Totalmente, né, cara? É primeiro porque assim, toda a ideia do Evil Dead, né, cara, é esse mal ancestral, né, cara? Esse mal que talvez seja mais velho que a gente, né, aqui na Terra, ele tá indo atrás de você, cara. Tipo, é isso, sabe? É o ácido maligno vindo te matar. E aqui, cara, virou uma coisa pessoal, né? Tipo, é o cara querendo matar ela. E, cara, sério, gente, o Vecna queimado não dá, cara. Não, porque assim, eu entendo no motivo de grandeza, né, cara?
Você querer trazer um bichão diferente assim, né, uma escala de poder maior, né. Os outros filmes fizeram totalmente isso também, né. Tinha abominação, né, no primeiro, no primeiro, digo, do Fez de Árvores, né. Você tinha o Marauder, né, no segundo, que era um monte de braço, um monte de cabeça, um monte de perna junto. E aqui você tem tipo o Will queimadinho, né, cara. E o Will queimadinho, gente, não dá, gente, não dá. Eles quiseram muito seguir o tema de queimaduras, né, cara, nesse filme.
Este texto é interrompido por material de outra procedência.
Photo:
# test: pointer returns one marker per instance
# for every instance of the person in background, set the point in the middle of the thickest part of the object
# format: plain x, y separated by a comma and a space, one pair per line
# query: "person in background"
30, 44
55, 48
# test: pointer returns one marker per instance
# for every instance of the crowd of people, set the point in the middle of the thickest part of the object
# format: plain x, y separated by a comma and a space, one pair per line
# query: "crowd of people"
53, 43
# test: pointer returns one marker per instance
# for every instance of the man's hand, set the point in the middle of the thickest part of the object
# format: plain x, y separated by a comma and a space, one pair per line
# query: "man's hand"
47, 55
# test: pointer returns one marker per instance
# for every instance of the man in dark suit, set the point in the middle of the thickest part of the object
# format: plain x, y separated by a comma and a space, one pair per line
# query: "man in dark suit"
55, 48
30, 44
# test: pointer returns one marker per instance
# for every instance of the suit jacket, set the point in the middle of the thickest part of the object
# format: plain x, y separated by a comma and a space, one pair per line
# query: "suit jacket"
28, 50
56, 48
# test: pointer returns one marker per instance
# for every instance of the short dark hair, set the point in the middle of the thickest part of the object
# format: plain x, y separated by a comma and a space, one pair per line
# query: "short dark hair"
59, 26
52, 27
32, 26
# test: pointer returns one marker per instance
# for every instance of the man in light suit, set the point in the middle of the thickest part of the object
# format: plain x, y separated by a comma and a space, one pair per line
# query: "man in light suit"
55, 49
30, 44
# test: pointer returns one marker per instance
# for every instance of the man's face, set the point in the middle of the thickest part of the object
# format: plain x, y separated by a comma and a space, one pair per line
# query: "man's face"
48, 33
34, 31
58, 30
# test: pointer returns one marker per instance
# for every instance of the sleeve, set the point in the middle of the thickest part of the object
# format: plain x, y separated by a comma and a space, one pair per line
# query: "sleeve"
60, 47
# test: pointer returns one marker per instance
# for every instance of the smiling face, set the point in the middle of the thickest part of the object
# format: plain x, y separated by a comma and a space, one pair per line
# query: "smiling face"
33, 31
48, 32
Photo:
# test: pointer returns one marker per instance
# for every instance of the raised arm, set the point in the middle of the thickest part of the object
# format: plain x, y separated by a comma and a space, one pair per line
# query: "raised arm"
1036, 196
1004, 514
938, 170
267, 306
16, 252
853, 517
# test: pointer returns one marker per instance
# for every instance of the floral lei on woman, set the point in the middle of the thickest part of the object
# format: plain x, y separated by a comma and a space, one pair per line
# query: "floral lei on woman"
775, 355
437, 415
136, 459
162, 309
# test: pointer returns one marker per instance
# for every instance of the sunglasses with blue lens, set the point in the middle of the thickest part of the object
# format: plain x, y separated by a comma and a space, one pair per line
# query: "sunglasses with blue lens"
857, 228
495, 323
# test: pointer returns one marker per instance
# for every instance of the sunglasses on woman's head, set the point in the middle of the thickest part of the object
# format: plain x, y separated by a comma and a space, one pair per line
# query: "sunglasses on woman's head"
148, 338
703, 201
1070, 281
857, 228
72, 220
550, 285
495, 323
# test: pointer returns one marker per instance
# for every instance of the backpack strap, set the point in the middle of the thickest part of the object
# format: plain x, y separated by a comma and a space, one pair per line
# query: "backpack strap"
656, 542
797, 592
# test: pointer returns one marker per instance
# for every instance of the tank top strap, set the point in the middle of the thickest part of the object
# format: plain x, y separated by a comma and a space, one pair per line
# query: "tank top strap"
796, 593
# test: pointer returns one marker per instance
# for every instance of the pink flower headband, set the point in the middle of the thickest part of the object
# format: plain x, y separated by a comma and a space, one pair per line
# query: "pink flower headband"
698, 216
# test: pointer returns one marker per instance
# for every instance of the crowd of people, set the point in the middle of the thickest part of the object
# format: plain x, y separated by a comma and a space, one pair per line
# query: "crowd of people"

Tudo tipo, tudo envolve queimadura, sabe? É, o lago pega fogo, o Will abusava da Alice com fogo também, né? Ele jogou água quente nela, jogou óleo quente. Aí eles tentam, ela explode a casa. É, tem muito fogo, cara, envolvido no filme. E aqui ela tá meio besta, né, cara? Vamos seguir o tema aqui, porque em vez disso aumentar a gama de possibilidades, parece que limita, né, cara? E, gente, o final é um desastre, o final é um desastre.
Ele é péssimo no roteiro, ele é péssimo no visual também. Ele não— ele me tirou completamente do filme, acho que a pior parte.
Então, cara, é isso que eu tava dizendo. Até porque esse cara que tá aqui, que é o pai, né, que tá aqui aparecendo para vocês agora, ele é o verdadeiro monstrão, né? O cara que mais dá medo dos Deadlights assim, é o que eu fiquei, porra, esse cara aqui vai dar trabalho para caralho. O Edgar, é. E o Will, cara, o Will é basicamente os Deadlights, eles dependem do corpo que eles possuem. Se ele possui um corpo que tava totalmente queimado, tipo deteriorado, deteriorizado, deteriorado, obrigado, Matheus, não tava me vindo a palavra.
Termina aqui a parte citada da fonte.